# Functions, Selection, and Iteration

Chatpers 6 , 7, and 8.

## Key ideas

### From chapter 6:

• Be able to write a function.
• Be able to call a function.
• Understand function parameters.
• Understand the difference between a fruitful function and a non-fruitful function.
• Understand the difference between a local variable and a global variable.

### From chapter 7:

• The bool type has values True and False
• Boolean operators: ==, !=, >, >=, <, <=
• Logical operators: and, or, not
• Conditional statements: if, if else, if elif else
• Conditional statements can be nested
• Writing and calling Boolean functions

### From chapter 8:

• for loop
• Know how to use range
• Know how to iterate over a string (e.g. "Bozeman High") or a list (e.g. [1, "Potato", 2, "Potato"])
• while loop
• Know how to nest one loop inside of another

## Active learning

### Activity 1

Modify this file to call the draw_square function multiple times to create this image:

### Activity 2

Consider a simplified game of UNO that has forty different cards. Each card has a color (“red”, “yellow”, “green” or “blue”) and a value (0, 1, 2, 3, 4, 5, 6, 7, 8 or 9). One card can be played on top of the the other as long as either the numbers match, the colors match, or both. Complete the boolean function below so that it returns True if the second card can be played on the first card and False otherwise.

def legal_play(first_value, first_color, second_value, second_color):


For example,

legal_play(3, "blue", 3, "green")


and

legal_play(5, "yellow", 7, "yellow")


should both return True, but

legal_play(9, "red", 6, "green")


should return False.

### Activity 3

Take key-events.py and modify it so that the turtle only moves if it will still be visible.
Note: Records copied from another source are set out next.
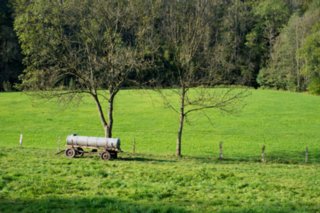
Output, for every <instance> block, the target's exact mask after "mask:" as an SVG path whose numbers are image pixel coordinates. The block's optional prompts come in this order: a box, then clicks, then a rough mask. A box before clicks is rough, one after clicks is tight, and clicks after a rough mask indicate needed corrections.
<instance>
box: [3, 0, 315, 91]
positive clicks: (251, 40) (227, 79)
mask: <svg viewBox="0 0 320 213" xmlns="http://www.w3.org/2000/svg"><path fill="white" fill-rule="evenodd" d="M28 2H30V1H28V0H13V1H10V0H2V1H0V91H10V90H16V89H17V87H16V86H15V85H16V84H19V81H20V80H19V76H20V75H21V74H22V73H23V71H24V70H25V67H26V66H28V65H29V64H28V63H30V61H28V58H26V57H24V55H25V54H24V52H23V47H21V45H20V43H19V39H18V36H17V31H18V32H19V29H20V32H21V28H23V26H21V24H22V23H24V24H25V23H26V22H21V21H20V22H17V21H16V18H17V17H19V15H21V14H19V13H23V12H25V11H23V10H22V9H21V8H24V7H26V5H27V3H28ZM92 2H94V1H92ZM212 2H213V3H212V4H210V8H209V9H210V11H211V13H210V14H211V15H210V31H209V32H210V33H209V34H208V35H209V36H210V44H209V45H208V46H209V47H210V48H211V50H212V51H210V56H209V57H210V69H211V71H212V72H213V73H214V76H215V79H218V81H217V82H219V84H223V85H244V86H249V87H255V88H257V87H267V88H275V89H284V90H291V91H309V92H311V93H314V94H320V1H319V0H258V1H257V0H215V1H212ZM143 5H144V4H141V7H143ZM32 8H35V10H36V9H37V8H36V7H31V9H30V8H29V10H28V13H32ZM140 9H142V10H143V8H140ZM21 11H22V12H21ZM162 15H165V14H162ZM185 15H187V14H185ZM19 23H20V25H19ZM25 27H27V26H25ZM154 27H155V28H158V30H159V31H161V27H162V26H154ZM17 29H18V30H17ZM161 38H162V36H159V37H158V39H159V40H160V41H158V44H161ZM20 40H21V37H20ZM163 45H164V44H163ZM157 51H158V53H157V54H156V55H157V57H156V66H153V67H152V68H150V69H149V72H143V73H140V74H139V77H137V76H136V75H132V76H130V78H131V79H130V80H137V79H135V78H139V81H144V82H147V81H148V79H151V78H154V76H155V75H157V78H158V79H161V81H160V83H161V85H162V86H172V85H174V82H173V81H172V79H174V78H172V75H168V72H167V70H169V69H174V68H173V67H172V66H171V65H170V56H168V52H167V51H166V48H158V50H157ZM155 73H156V74H155ZM141 75H142V76H141ZM159 75H162V76H160V78H159ZM124 85H127V86H128V85H130V83H127V84H124Z"/></svg>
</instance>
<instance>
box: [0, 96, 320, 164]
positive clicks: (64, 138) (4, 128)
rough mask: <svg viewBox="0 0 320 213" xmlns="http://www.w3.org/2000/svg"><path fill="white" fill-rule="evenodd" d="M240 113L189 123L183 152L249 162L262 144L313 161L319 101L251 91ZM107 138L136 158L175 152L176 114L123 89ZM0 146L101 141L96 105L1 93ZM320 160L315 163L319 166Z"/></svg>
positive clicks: (318, 114) (319, 153) (155, 98)
mask: <svg viewBox="0 0 320 213" xmlns="http://www.w3.org/2000/svg"><path fill="white" fill-rule="evenodd" d="M251 93H252V95H251V96H250V97H248V98H247V100H246V107H245V108H244V110H242V111H241V112H239V113H237V114H235V115H226V114H221V113H219V112H216V111H210V112H209V113H208V114H209V115H210V117H211V120H212V124H210V122H208V119H207V118H206V117H205V116H204V115H203V114H202V113H200V114H193V115H191V117H190V118H189V121H190V122H189V124H187V125H186V128H185V131H184V137H183V145H182V152H183V154H184V155H188V156H202V157H203V156H204V157H213V156H217V155H218V144H219V142H220V141H223V142H224V149H225V156H226V157H229V158H254V157H255V156H258V155H259V152H260V149H261V146H262V144H266V150H267V153H268V155H269V157H273V158H287V159H289V160H290V159H291V160H298V161H299V156H300V157H301V158H302V159H303V151H304V150H305V147H306V146H307V145H308V146H309V149H310V152H311V153H310V155H311V158H312V159H313V160H315V159H314V157H316V156H317V157H318V158H319V159H320V146H319V142H320V131H319V126H320V116H319V115H320V108H319V105H320V98H319V97H316V96H310V95H306V94H296V93H289V92H281V91H280V92H279V91H268V90H252V91H251ZM115 119H116V120H115V129H114V136H115V137H119V138H121V141H122V149H123V150H124V151H131V147H132V141H133V140H134V139H135V141H136V144H137V148H136V149H137V152H141V153H151V154H163V155H171V154H174V150H175V140H176V131H177V128H178V115H177V114H176V113H175V112H173V111H171V110H170V109H168V108H165V107H164V104H163V101H162V99H161V98H160V97H159V96H158V95H157V93H155V92H152V91H137V90H125V91H121V92H120V94H119V96H118V97H117V99H116V110H115ZM0 126H1V128H0V135H1V137H0V146H6V147H15V146H17V144H18V141H19V134H20V132H23V135H24V146H25V147H39V148H48V149H53V148H54V149H56V148H57V147H58V142H57V141H59V138H60V145H61V147H63V146H64V141H65V137H66V136H67V135H68V134H71V133H78V134H79V135H92V136H103V129H102V127H101V124H100V120H99V117H98V113H97V110H96V106H95V104H94V103H93V102H92V101H91V99H90V97H87V98H84V99H83V100H82V102H80V103H77V104H74V103H73V104H68V105H66V104H60V105H58V104H57V103H56V102H54V101H52V102H47V101H44V100H39V99H36V98H34V97H30V96H27V95H25V94H23V93H0ZM319 161H320V160H319Z"/></svg>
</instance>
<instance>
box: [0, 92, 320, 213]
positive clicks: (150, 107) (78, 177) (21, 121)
mask: <svg viewBox="0 0 320 213" xmlns="http://www.w3.org/2000/svg"><path fill="white" fill-rule="evenodd" d="M167 92H169V91H167ZM250 93H251V95H250V96H249V97H248V98H247V99H246V100H245V103H246V106H245V108H243V110H241V111H239V112H237V114H234V115H227V114H221V113H220V112H216V111H208V112H207V114H208V115H209V117H210V118H211V122H212V123H210V122H208V119H207V118H206V116H204V115H203V114H201V113H200V114H194V115H193V116H191V117H190V118H189V123H188V124H187V125H186V128H185V132H184V137H183V146H182V150H183V158H176V157H174V151H175V139H176V130H177V127H178V117H177V114H176V113H175V112H173V111H171V110H170V109H168V108H165V107H164V104H163V100H162V99H161V98H160V97H159V95H158V94H157V93H155V92H153V91H146V90H124V91H121V92H120V93H119V96H118V97H117V99H116V111H115V113H116V115H115V119H116V120H115V129H114V136H115V137H119V138H121V143H122V144H121V146H122V149H123V150H124V152H123V153H121V154H120V155H119V158H118V159H117V160H110V161H102V160H100V159H99V156H98V155H97V154H95V155H85V156H84V157H82V158H73V159H68V158H66V157H65V156H64V155H63V154H56V153H57V151H58V148H59V146H60V149H63V148H64V144H65V141H64V140H65V137H66V136H67V135H68V134H71V133H74V132H76V133H78V134H80V135H91V136H103V129H102V127H101V125H100V121H99V117H98V114H97V111H96V106H95V104H94V103H93V102H92V101H91V100H90V98H89V97H86V98H84V99H83V100H82V101H81V102H79V103H76V104H75V103H73V104H57V102H54V101H50V102H49V101H45V100H39V99H36V98H34V97H32V96H28V95H26V94H23V93H0V127H1V128H0V212H10V213H11V212H32V213H33V212H143V213H144V212H319V209H320V197H319V191H320V179H319V177H320V170H319V163H320V143H319V142H320V141H319V140H320V131H319V127H320V116H319V115H320V108H319V104H320V98H319V97H317V96H311V95H307V94H296V93H289V92H282V91H269V90H251V91H250ZM21 132H22V133H23V136H24V139H23V146H22V147H19V136H20V133H21ZM133 140H135V141H136V153H135V154H133V153H132V142H133ZM220 141H223V144H224V157H225V159H224V160H222V161H220V160H218V159H217V157H218V152H219V149H218V147H219V142H220ZM263 144H265V145H266V158H267V162H266V163H261V162H260V161H259V156H260V151H261V146H262V145H263ZM306 146H308V148H309V162H308V163H305V162H304V157H305V153H304V151H305V148H306Z"/></svg>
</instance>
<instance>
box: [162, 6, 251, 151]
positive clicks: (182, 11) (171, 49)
mask: <svg viewBox="0 0 320 213" xmlns="http://www.w3.org/2000/svg"><path fill="white" fill-rule="evenodd" d="M213 3H214V2H213V1H206V0H201V1H196V0H188V1H187V0H186V1H162V7H161V8H162V11H160V16H159V17H161V19H162V25H161V30H162V35H163V38H164V39H165V48H166V50H165V53H164V54H165V57H166V59H167V61H168V62H169V63H170V64H171V69H172V70H173V73H172V79H174V80H173V81H174V82H175V84H176V85H175V87H176V89H173V90H172V92H173V93H174V94H175V95H177V96H178V99H179V107H175V106H174V104H173V103H172V99H170V98H168V97H167V94H166V93H163V92H161V94H162V97H163V98H164V99H165V100H166V103H167V105H168V106H170V108H171V109H173V110H174V111H176V112H177V113H178V114H179V128H178V133H177V141H176V155H177V156H181V145H182V134H183V127H184V123H185V120H186V118H187V116H189V114H191V113H196V112H199V111H202V112H204V111H205V110H208V109H213V108H216V109H219V110H222V111H225V112H233V111H234V110H235V109H236V106H237V104H238V103H239V102H240V100H241V99H242V98H243V97H245V96H246V95H247V93H246V91H243V90H241V91H240V90H233V89H219V90H212V89H210V87H212V86H214V85H217V84H218V83H219V79H215V76H214V74H213V72H210V70H211V69H210V67H211V66H210V54H211V53H212V49H211V46H210V33H211V32H210V26H209V24H210V21H213V20H211V17H212V14H211V10H210V8H211V5H212V4H213ZM192 88H195V89H192Z"/></svg>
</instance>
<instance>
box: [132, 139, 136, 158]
mask: <svg viewBox="0 0 320 213" xmlns="http://www.w3.org/2000/svg"><path fill="white" fill-rule="evenodd" d="M132 153H133V154H136V139H135V138H133V143H132Z"/></svg>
Use one boolean function in your solution.

### Activity 4

Write a Python program that generates a random number between 1 and 10. The program should repeatedly ask the user to guess what the number is until the user guesses correctly. When the user guesses correctly, the program should print a message that shows how many tries it took. For example, the message might be Congratulations! That took 6 guesses.

### Activity 5

Write a Python program that asks the user to enter two integers: one for the number of rows and one for the number of columns. The program should then produce a text-based drawing where each position in the drawing is randomly determined with equal probability to be either a “*” or a “-“. For example, with 4 rows and 6 columns, the drawing might look like this:

\*\*-\*-\*
--\*\*--
-\*--\*-
---\*-\*


### Activity 6

Python has two keywords that are relevant to loops: continue and break. Determine what they do by experimenting with loop.py. Note: Try to avoid using these two Python constructs. Typically, there is a better way to solve the problem.